Pointer: don’t aim a laser at an aircraft

January 6, 2017 – This post is on behalf of FAA Aviation Safety in Kenai, Alaska, in an educational outreach effort to students and the Kenai Peninsula communities.

Homer and Kenai report aircraft are being targeted by lasers.

When aimed at an aircraft from the ground, the powerful beam of light from a handheld laser can travel more than a mile and illuminate a cockpit, disorienting and temporarily blinding pilots. Those who have been subject to such attacks have described them as the equivalent of a camera flash going off in a pitch black car at night.

The Federal Aviation Administration along with local law enforcement investigates each report. If you have information of laser activity by someone you know, please take a minute to report them. Our goal is to keep the skies and pilots safe. It would be very sad if this resulted in an aircraft accident here on the Kenai Peninsula. Let’s work together as a community and stop this before anything happens.

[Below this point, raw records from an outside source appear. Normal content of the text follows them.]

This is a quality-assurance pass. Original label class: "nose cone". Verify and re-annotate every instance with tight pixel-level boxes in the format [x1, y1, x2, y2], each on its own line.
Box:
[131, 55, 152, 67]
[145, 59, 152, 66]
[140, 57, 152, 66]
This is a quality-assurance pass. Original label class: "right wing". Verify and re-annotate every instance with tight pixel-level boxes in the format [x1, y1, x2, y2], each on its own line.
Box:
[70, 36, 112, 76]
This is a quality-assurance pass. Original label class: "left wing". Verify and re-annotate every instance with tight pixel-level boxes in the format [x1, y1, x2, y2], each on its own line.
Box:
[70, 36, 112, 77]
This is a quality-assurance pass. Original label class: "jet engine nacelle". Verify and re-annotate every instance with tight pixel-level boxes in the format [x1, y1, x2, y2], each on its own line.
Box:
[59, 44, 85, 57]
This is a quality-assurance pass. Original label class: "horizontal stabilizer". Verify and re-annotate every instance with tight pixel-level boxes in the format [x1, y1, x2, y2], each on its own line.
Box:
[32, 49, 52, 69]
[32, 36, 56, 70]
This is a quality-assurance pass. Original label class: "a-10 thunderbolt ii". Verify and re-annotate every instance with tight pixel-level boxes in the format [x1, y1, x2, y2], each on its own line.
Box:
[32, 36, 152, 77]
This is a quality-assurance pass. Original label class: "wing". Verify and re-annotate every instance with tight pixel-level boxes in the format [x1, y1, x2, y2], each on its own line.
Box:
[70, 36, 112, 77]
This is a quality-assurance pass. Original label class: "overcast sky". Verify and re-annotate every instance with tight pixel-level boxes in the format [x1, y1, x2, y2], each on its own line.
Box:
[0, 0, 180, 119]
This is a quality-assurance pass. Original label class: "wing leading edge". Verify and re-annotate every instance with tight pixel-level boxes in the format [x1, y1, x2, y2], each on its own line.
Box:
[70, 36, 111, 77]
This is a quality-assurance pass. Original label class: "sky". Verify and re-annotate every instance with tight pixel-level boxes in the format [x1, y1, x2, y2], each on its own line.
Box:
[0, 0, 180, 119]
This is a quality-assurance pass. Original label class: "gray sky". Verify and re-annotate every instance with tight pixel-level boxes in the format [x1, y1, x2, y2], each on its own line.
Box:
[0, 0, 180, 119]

The FBI announced a program aimed at deterring people from pointing lasers at aircraft—a felony punishable by five years in jail—and in some locations, reward those who come forward with information about individuals who engage in this dangerous activity.

Aiming a laser pointer at an aircraft is a serious matter and a violation of federal law. It is important that people understand that this is a criminal act with potentially deadly repercussions.

The new initiative—which includes a campaign to educate the public about the dangers of “lasing”—will run for 60 days in 12 FBI field offices where laser strikes against aircraft are prevalent. A key part of the program is reward money: At some locations, the Bureau will offer up to $10,000 for information leading to the arrest of any individual who intentionally aims a laser at an aircraft.

We hope that more public awareness about this issue will lower the instances of laser strikes. We also want to encourage people to come forward when they see someone committing this felony—one that could have terrible consequences for pilots and their passengers. As of December 2013, the FAA had documented at least 35 incidents where pilots required medical attention after a laser strike.

Interfering with the operation of an aircraft has long been a federal crime, but the FAA Modernization and Reform Act of 2012 specifically made it a federal felony to knowingly point the beam of a laser at an aircraft. The new law has lowered the threshold for prosecution, and the trend is on the rise for jail time in these cases. For example, a 23-year-old California man was sentenced to 21 months in prison for aiming a laser pointer at a Fresno County Sheriff’s Office helicopter. Court records showed that the man deliberately tracked and struck the aircraft.

If you have information about a lasing incident or see someone pointing a laser at an aircraft, call your local FBI office or dial 911.